Flatness Properties of S-Posets

Abstract

ABSTRACT Let S be a partially ordered monoid, or briefly, pomonoid. A right S-poset (often denoted A S ) is a poset A together with a right S-action (a,s)↝ as that is monotone in both arguments and that satisfies the conditions a(st) = (as)t and a1 = 1 for all a ∈ A, s,t ∈ S. Left S-posets S B are defined analogously, and the left or right S-posets form categories, S-POS and POS-S, whose morphisms are the monotone maps that preserve the S-action. In these categories, as in the category POS of posets, the monomorphisms and epimorphisms are the injective and surjective morphisms, respectively, but the embeddings and quotient maps have stronger properties; in particular, an embedding is a monomorphism that is also an order embedding. A tensor product A S ⊗ S B exists (a poset) that has the customary universal property with respect to balanced, bi-monotone maps from A × B into posets. Various flatness properties of A S can be defined in terms of the functor A S ⊗ − from S-POS into POS. More specifically, an S-poset A S is called flat if the induced morphism A S ⊗ S B → A S ⊗ S C is injective whenever S B → S C is an embedding in S-POS: this means that, for all S B and all a,a ′ ∈ A and b,b ′ ∈ B, if a⊗ b = a ′⊗ b ′ in A⊗ B, then the same equality holds in A⊗ (Sb ∪ Sb ′).
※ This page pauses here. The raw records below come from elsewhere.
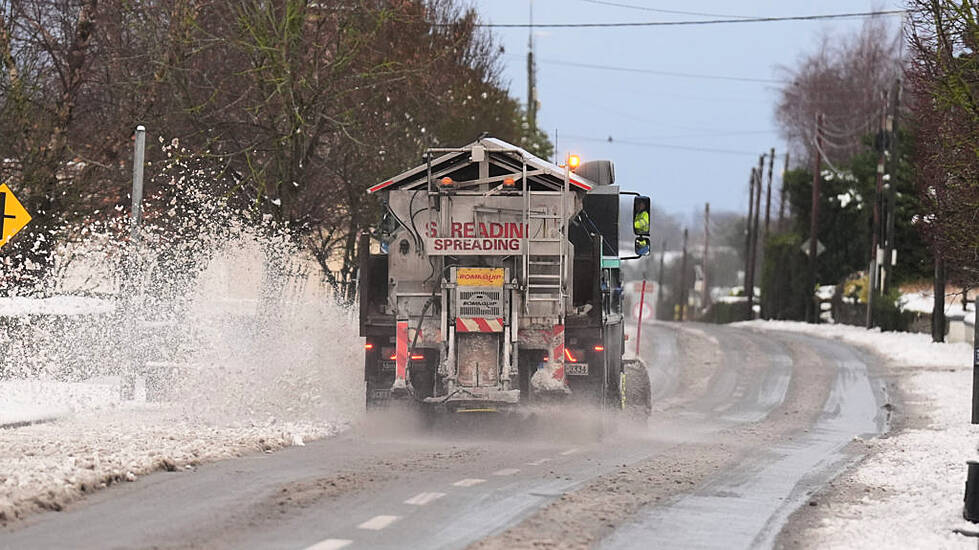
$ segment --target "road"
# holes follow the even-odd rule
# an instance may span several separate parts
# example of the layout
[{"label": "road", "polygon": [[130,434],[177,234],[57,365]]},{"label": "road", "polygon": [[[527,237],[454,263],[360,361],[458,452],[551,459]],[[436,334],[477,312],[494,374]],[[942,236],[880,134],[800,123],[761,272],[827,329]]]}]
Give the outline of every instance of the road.
[{"label": "road", "polygon": [[755,548],[886,428],[876,359],[836,341],[644,328],[648,426],[580,414],[446,433],[401,415],[160,472],[0,532],[0,548]]}]

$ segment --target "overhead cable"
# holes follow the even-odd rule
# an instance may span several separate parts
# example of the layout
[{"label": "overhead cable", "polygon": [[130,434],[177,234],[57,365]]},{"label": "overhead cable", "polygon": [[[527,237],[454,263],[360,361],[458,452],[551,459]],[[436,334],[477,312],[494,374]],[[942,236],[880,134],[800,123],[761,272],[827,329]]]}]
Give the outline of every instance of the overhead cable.
[{"label": "overhead cable", "polygon": [[640,10],[640,11],[652,11],[652,12],[656,12],[656,13],[673,13],[673,14],[677,14],[677,15],[698,15],[698,16],[702,16],[702,17],[725,17],[725,18],[727,18],[727,17],[736,17],[736,18],[739,18],[739,19],[745,19],[747,17],[750,17],[750,16],[747,16],[747,15],[728,15],[728,14],[719,14],[719,13],[703,13],[703,12],[698,12],[698,11],[665,10],[665,9],[662,9],[662,8],[649,8],[649,7],[646,7],[646,6],[635,6],[633,4],[620,4],[618,2],[604,2],[603,0],[581,0],[581,1],[582,2],[585,2],[585,3],[588,3],[588,4],[598,4],[598,5],[602,5],[602,6],[613,6],[613,7],[616,7],[616,8],[628,8],[628,9],[631,9],[631,10]]},{"label": "overhead cable", "polygon": [[[749,17],[735,19],[704,19],[695,21],[623,21],[615,23],[476,23],[476,27],[495,28],[609,28],[609,27],[691,27],[699,25],[726,25],[733,23],[774,23],[779,21],[820,21],[826,19],[855,19],[890,15],[903,16],[906,10],[865,11],[852,13],[826,13],[819,15],[792,15],[787,17]],[[457,23],[430,23],[434,27],[451,27]]]},{"label": "overhead cable", "polygon": [[614,139],[614,138],[611,138],[611,139],[609,139],[609,138],[593,138],[593,137],[587,137],[587,136],[576,136],[576,135],[568,135],[568,134],[561,134],[561,137],[566,137],[566,138],[569,138],[569,139],[576,139],[576,140],[581,140],[581,141],[591,141],[591,142],[597,142],[597,143],[609,143],[609,144],[613,144],[613,145],[614,144],[620,144],[620,145],[632,145],[632,146],[637,146],[637,147],[650,147],[650,148],[654,148],[654,149],[677,149],[677,150],[680,150],[680,151],[697,151],[697,152],[702,152],[702,153],[721,153],[721,154],[726,154],[726,155],[751,155],[751,156],[757,155],[757,153],[755,153],[753,151],[738,151],[738,150],[734,150],[734,149],[716,149],[716,148],[712,148],[712,147],[693,147],[693,146],[687,146],[687,145],[673,145],[673,144],[670,144],[670,143],[655,143],[655,142],[648,142],[648,141],[631,141],[631,140]]},{"label": "overhead cable", "polygon": [[660,71],[655,69],[641,69],[638,67],[616,67],[614,65],[597,65],[593,63],[578,63],[576,61],[561,61],[559,59],[539,59],[538,63],[548,65],[562,65],[565,67],[578,67],[582,69],[597,69],[602,71],[618,71],[623,73],[642,73],[655,74],[659,76],[675,76],[679,78],[703,78],[708,80],[735,80],[739,82],[762,82],[765,84],[788,84],[787,80],[773,80],[771,78],[754,78],[748,76],[727,76],[698,73],[681,73],[674,71]]}]

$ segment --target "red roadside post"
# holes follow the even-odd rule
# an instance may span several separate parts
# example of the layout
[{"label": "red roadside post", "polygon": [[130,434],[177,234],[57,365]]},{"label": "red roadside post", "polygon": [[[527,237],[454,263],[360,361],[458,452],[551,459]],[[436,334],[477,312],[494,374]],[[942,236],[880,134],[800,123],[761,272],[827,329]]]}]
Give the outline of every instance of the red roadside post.
[{"label": "red roadside post", "polygon": [[636,357],[639,357],[639,337],[642,336],[642,306],[646,305],[646,279],[642,280],[639,291],[639,323],[636,325]]}]

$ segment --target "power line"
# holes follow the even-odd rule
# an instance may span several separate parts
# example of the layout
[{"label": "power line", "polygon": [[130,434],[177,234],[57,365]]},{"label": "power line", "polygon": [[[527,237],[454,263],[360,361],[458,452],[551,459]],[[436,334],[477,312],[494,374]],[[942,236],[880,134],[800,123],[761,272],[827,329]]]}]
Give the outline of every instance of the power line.
[{"label": "power line", "polygon": [[613,145],[614,144],[632,145],[636,147],[650,147],[654,149],[677,149],[680,151],[697,151],[700,153],[720,153],[726,155],[751,155],[752,157],[758,154],[753,151],[737,151],[734,149],[716,149],[712,147],[692,147],[687,145],[673,145],[670,143],[654,143],[649,141],[631,141],[631,140],[624,140],[624,139],[614,139],[612,136],[609,136],[607,138],[594,138],[588,136],[576,136],[576,135],[568,135],[568,134],[561,134],[561,135],[562,137],[577,139],[580,141],[590,141],[596,143],[611,143]]},{"label": "power line", "polygon": [[[887,15],[901,15],[905,10],[866,11],[853,13],[827,13],[821,15],[792,15],[787,17],[749,17],[744,19],[705,19],[698,21],[634,21],[618,23],[476,23],[476,27],[516,28],[609,28],[609,27],[680,27],[698,25],[725,25],[731,23],[774,23],[777,21],[819,21],[826,19],[854,19]],[[434,27],[451,27],[456,23],[430,23]]]},{"label": "power line", "polygon": [[577,63],[574,61],[561,61],[558,59],[539,59],[539,63],[548,65],[561,65],[564,67],[578,67],[582,69],[595,69],[600,71],[618,71],[623,73],[654,74],[658,76],[675,76],[678,78],[703,78],[707,80],[734,80],[738,82],[761,82],[764,84],[788,84],[786,80],[773,80],[770,78],[753,78],[746,76],[726,76],[699,73],[680,73],[673,71],[658,71],[654,69],[640,69],[637,67],[615,67],[610,65],[594,65],[591,63]]},{"label": "power line", "polygon": [[602,0],[581,0],[581,1],[582,2],[586,2],[588,4],[599,4],[599,5],[603,5],[603,6],[614,6],[616,8],[628,8],[628,9],[631,9],[631,10],[640,10],[640,11],[652,11],[652,12],[656,12],[656,13],[673,13],[673,14],[677,14],[677,15],[699,15],[699,16],[703,16],[703,17],[736,17],[736,18],[739,18],[739,19],[746,19],[746,18],[749,17],[749,16],[746,16],[746,15],[727,15],[727,14],[719,14],[719,13],[703,13],[703,12],[697,12],[697,11],[664,10],[664,9],[660,9],[660,8],[648,8],[646,6],[635,6],[635,5],[632,5],[632,4],[620,4],[618,2],[604,2]]},{"label": "power line", "polygon": [[676,134],[672,136],[649,136],[639,139],[683,139],[683,138],[703,138],[703,137],[730,137],[747,135],[772,135],[775,130],[737,130],[737,131],[707,131],[697,134]]}]

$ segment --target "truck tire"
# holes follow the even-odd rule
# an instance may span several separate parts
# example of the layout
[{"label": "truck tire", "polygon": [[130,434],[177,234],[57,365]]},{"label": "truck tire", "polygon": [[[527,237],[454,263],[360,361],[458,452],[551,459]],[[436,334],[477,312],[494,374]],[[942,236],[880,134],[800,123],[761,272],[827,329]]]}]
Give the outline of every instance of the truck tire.
[{"label": "truck tire", "polygon": [[646,364],[641,359],[624,359],[622,369],[625,382],[623,408],[626,417],[645,424],[653,410]]}]

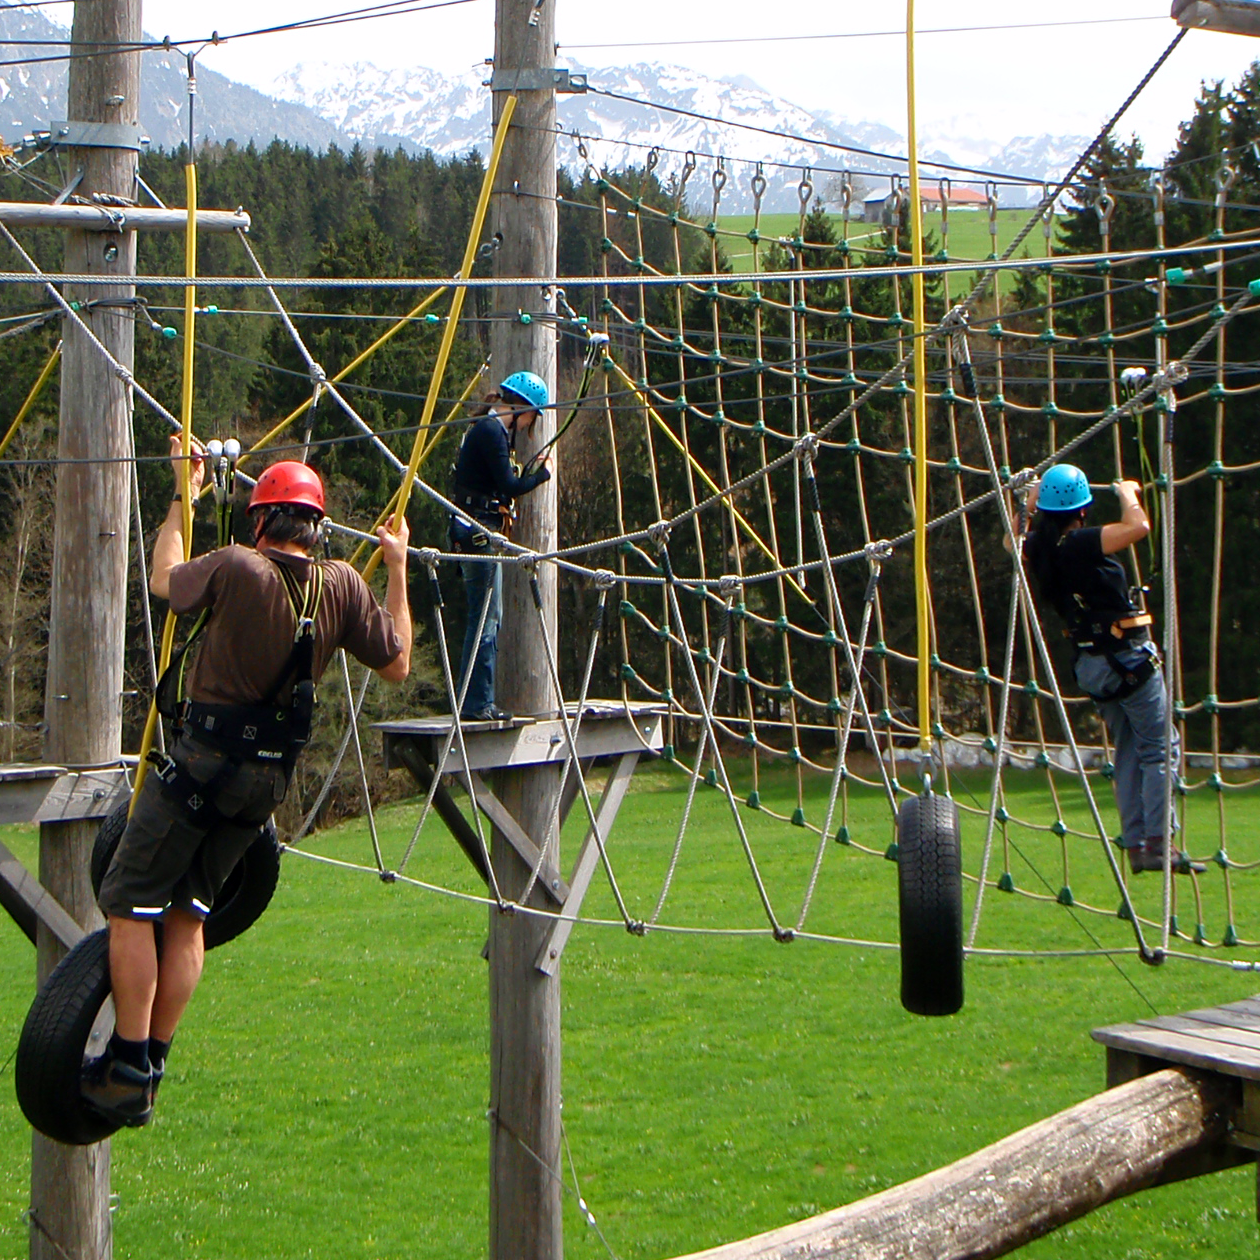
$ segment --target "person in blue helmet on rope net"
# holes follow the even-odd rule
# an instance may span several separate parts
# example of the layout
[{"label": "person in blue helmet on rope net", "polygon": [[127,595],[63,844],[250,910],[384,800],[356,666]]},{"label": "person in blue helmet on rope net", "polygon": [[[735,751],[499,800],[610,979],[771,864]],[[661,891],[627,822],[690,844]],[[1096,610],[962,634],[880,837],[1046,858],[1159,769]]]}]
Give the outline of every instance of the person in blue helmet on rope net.
[{"label": "person in blue helmet on rope net", "polygon": [[[495,704],[494,675],[499,654],[499,623],[503,615],[503,565],[493,559],[487,531],[507,534],[513,519],[513,501],[551,478],[549,458],[535,458],[523,471],[515,459],[516,439],[534,426],[550,407],[547,383],[533,372],[513,372],[494,393],[487,394],[482,413],[460,444],[455,461],[455,488],[451,501],[471,517],[470,524],[451,514],[451,550],[467,557],[460,562],[468,597],[468,626],[456,688],[464,685],[460,717],[468,722],[504,722],[511,719]],[[485,526],[484,529],[477,525]],[[479,557],[485,557],[484,559]],[[486,603],[489,592],[489,604]],[[477,625],[485,619],[481,635]],[[471,668],[472,676],[468,677]]]},{"label": "person in blue helmet on rope net", "polygon": [[[1028,495],[1035,523],[1024,542],[1024,559],[1040,597],[1067,628],[1076,656],[1077,684],[1094,701],[1107,724],[1115,758],[1113,783],[1120,810],[1121,847],[1129,869],[1164,868],[1176,817],[1166,814],[1165,717],[1167,695],[1159,652],[1151,639],[1151,616],[1136,600],[1117,553],[1151,530],[1142,506],[1141,486],[1118,481],[1120,520],[1087,525],[1094,496],[1089,478],[1075,464],[1055,464]],[[1007,549],[1010,541],[1005,540]],[[1180,760],[1177,728],[1172,728],[1172,764]],[[1173,870],[1205,868],[1174,851]]]}]

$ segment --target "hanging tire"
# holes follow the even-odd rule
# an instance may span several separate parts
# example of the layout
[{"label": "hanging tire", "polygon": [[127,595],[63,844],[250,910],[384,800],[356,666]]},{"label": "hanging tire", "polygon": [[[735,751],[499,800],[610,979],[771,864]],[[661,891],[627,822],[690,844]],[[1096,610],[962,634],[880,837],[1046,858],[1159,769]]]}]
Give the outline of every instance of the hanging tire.
[{"label": "hanging tire", "polygon": [[[92,846],[92,891],[100,896],[101,883],[114,860],[118,842],[127,829],[130,802],[110,813],[96,833]],[[205,945],[214,949],[254,926],[271,904],[280,880],[280,841],[272,819],[258,829],[258,836],[232,868],[206,918]]]},{"label": "hanging tire", "polygon": [[962,845],[958,806],[928,792],[897,811],[901,1004],[953,1015],[963,1004]]},{"label": "hanging tire", "polygon": [[109,1000],[109,933],[85,936],[44,981],[18,1038],[13,1067],[18,1105],[55,1142],[89,1146],[120,1127],[83,1100],[79,1077],[114,1028]]}]

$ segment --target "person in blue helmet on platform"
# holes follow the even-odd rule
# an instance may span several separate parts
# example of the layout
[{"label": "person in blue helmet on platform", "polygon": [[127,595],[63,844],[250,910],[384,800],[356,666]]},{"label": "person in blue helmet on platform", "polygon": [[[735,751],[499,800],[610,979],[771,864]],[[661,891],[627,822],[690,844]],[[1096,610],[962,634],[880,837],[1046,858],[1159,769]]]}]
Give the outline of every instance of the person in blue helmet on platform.
[{"label": "person in blue helmet on platform", "polygon": [[[1075,464],[1055,464],[1028,495],[1028,515],[1037,513],[1024,542],[1024,559],[1041,599],[1063,619],[1075,648],[1077,684],[1098,706],[1111,737],[1114,786],[1120,810],[1120,844],[1129,869],[1163,870],[1169,836],[1176,829],[1165,803],[1165,715],[1167,697],[1159,652],[1151,639],[1151,616],[1129,587],[1117,553],[1150,533],[1151,522],[1136,481],[1112,487],[1120,519],[1087,525],[1094,501],[1089,478]],[[1007,547],[1009,550],[1009,540]],[[1180,759],[1172,728],[1172,763]],[[1174,851],[1174,871],[1204,867]]]},{"label": "person in blue helmet on platform", "polygon": [[[539,415],[551,406],[547,383],[533,372],[513,372],[482,403],[460,444],[455,461],[455,487],[451,501],[471,517],[469,524],[451,514],[451,550],[467,557],[460,562],[468,597],[468,625],[456,687],[468,677],[460,717],[470,722],[503,722],[511,718],[495,703],[495,662],[499,652],[499,622],[503,613],[503,566],[490,557],[487,531],[507,534],[513,518],[513,502],[551,478],[548,458],[522,472],[515,458],[516,440],[527,434]],[[478,525],[484,526],[479,529]],[[489,604],[486,596],[489,593]],[[486,609],[481,635],[477,635],[481,610]]]}]

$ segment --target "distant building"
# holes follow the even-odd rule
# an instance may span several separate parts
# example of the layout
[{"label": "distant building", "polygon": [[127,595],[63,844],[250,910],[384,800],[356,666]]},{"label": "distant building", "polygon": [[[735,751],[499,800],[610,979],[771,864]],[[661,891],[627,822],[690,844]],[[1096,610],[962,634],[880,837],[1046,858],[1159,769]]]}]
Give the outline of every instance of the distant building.
[{"label": "distant building", "polygon": [[[867,197],[862,202],[862,222],[863,223],[882,223],[885,227],[891,227],[891,217],[888,213],[888,194],[876,193]],[[937,184],[930,187],[923,187],[919,190],[919,203],[923,208],[924,214],[939,214],[941,209],[941,192]],[[982,192],[978,192],[974,188],[966,188],[956,185],[949,190],[949,205],[953,210],[979,210],[982,206],[988,205],[988,198]]]}]

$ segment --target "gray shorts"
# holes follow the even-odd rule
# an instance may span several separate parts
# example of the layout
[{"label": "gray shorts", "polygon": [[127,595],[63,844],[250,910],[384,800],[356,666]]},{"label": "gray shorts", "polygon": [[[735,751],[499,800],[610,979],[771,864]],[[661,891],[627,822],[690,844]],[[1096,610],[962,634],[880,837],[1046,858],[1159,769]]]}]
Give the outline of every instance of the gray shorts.
[{"label": "gray shorts", "polygon": [[[171,756],[198,783],[210,783],[228,762],[187,736]],[[101,910],[116,918],[160,919],[174,906],[204,919],[287,787],[283,766],[243,762],[224,776],[211,801],[215,813],[202,821],[150,772],[101,882]]]}]

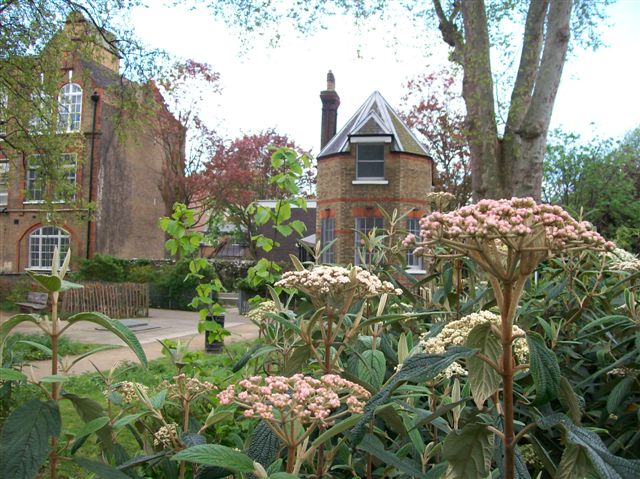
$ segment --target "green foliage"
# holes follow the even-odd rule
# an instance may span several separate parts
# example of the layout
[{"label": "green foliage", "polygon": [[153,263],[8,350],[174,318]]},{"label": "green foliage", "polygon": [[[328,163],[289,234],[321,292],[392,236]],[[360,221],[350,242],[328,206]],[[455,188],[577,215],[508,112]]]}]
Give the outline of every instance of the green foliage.
[{"label": "green foliage", "polygon": [[560,366],[555,354],[544,344],[537,333],[527,334],[531,376],[536,386],[536,404],[544,404],[558,397],[560,391]]},{"label": "green foliage", "polygon": [[253,459],[242,452],[218,444],[202,444],[180,451],[174,461],[188,461],[205,466],[224,467],[234,472],[253,471]]},{"label": "green foliage", "polygon": [[467,424],[447,435],[442,449],[449,461],[447,479],[485,477],[491,467],[491,433],[484,424]]},{"label": "green foliage", "polygon": [[32,399],[17,407],[0,433],[0,476],[31,479],[47,458],[51,437],[60,435],[55,401]]},{"label": "green foliage", "polygon": [[[611,139],[583,144],[572,133],[554,132],[544,162],[544,198],[592,222],[609,238],[640,228],[640,149],[633,141]],[[637,235],[637,232],[636,232]],[[639,243],[626,239],[627,245]]]},{"label": "green foliage", "polygon": [[[478,349],[485,357],[498,363],[502,354],[500,340],[491,330],[490,324],[481,324],[471,330],[465,345],[472,349]],[[500,375],[485,361],[477,356],[467,360],[469,370],[469,386],[473,395],[473,400],[478,409],[481,409],[487,398],[491,397],[500,387]]]},{"label": "green foliage", "polygon": [[106,281],[121,283],[127,281],[129,262],[114,256],[95,254],[84,259],[76,273],[79,281]]},{"label": "green foliage", "polygon": [[94,323],[98,326],[110,331],[118,336],[129,348],[135,353],[138,360],[144,366],[147,365],[147,356],[144,353],[144,349],[140,345],[136,335],[126,326],[124,326],[117,319],[110,319],[102,313],[78,313],[67,318],[67,323],[72,326],[76,323],[88,322]]},{"label": "green foliage", "polygon": [[[3,364],[9,361],[13,363],[22,363],[25,361],[39,361],[42,359],[50,359],[51,353],[47,353],[46,350],[34,348],[33,346],[25,343],[41,344],[51,350],[51,337],[46,334],[26,334],[26,333],[13,333],[11,334],[4,345],[4,357],[2,358]],[[61,337],[58,342],[58,353],[61,356],[75,356],[78,354],[86,353],[93,349],[95,344],[80,343],[74,341],[65,336]]]}]

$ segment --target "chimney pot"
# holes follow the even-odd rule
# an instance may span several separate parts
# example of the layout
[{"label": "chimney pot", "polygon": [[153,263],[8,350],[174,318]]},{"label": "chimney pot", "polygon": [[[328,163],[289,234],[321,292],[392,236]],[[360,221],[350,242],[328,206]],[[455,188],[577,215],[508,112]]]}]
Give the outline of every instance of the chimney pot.
[{"label": "chimney pot", "polygon": [[333,76],[333,72],[329,70],[327,73],[327,90],[335,91],[336,89],[336,77]]}]

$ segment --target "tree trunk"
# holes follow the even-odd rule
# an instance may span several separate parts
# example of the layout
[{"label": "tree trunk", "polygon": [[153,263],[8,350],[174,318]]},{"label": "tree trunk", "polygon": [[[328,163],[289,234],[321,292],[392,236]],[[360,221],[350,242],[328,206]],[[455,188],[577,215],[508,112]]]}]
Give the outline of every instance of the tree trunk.
[{"label": "tree trunk", "polygon": [[[462,96],[473,199],[541,197],[547,132],[569,45],[572,0],[531,0],[504,136],[498,135],[483,0],[455,4],[449,16],[433,0],[444,41],[462,65]],[[463,32],[455,18],[460,8]],[[544,47],[544,48],[543,48]]]}]

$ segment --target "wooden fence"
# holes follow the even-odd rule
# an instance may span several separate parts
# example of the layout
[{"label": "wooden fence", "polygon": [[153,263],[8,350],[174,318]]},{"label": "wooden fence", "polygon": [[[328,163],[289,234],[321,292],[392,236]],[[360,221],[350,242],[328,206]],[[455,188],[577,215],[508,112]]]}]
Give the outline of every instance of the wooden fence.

A S is called (principally) weakly flat if the induced morphism above is injective for all embeddings of (principal) left ideals into S S. Similarly, A S is called po-flat if the functor A S ⊗ − preserves embeddings: for this definition, replace = by ≤ in the description above (see Shi, 2005). Weak and principally weak versions of po-flatness are defined in an obvious way. In the present article, we first consider flatness properties for one-element and Rees factor S-posets. We present examples that distinguish between various types of flatness and the corresponding, generally stronger, notions of po-flatness. We then initiate a study of absolute flatness for pomonoids: a monoid (respective pomonoid) S is called right absolutely flat if all right S-acts (respective S-posets) are flat. The findings for absolute flatness of pomonoids are markedly different from the corresponding unordered results.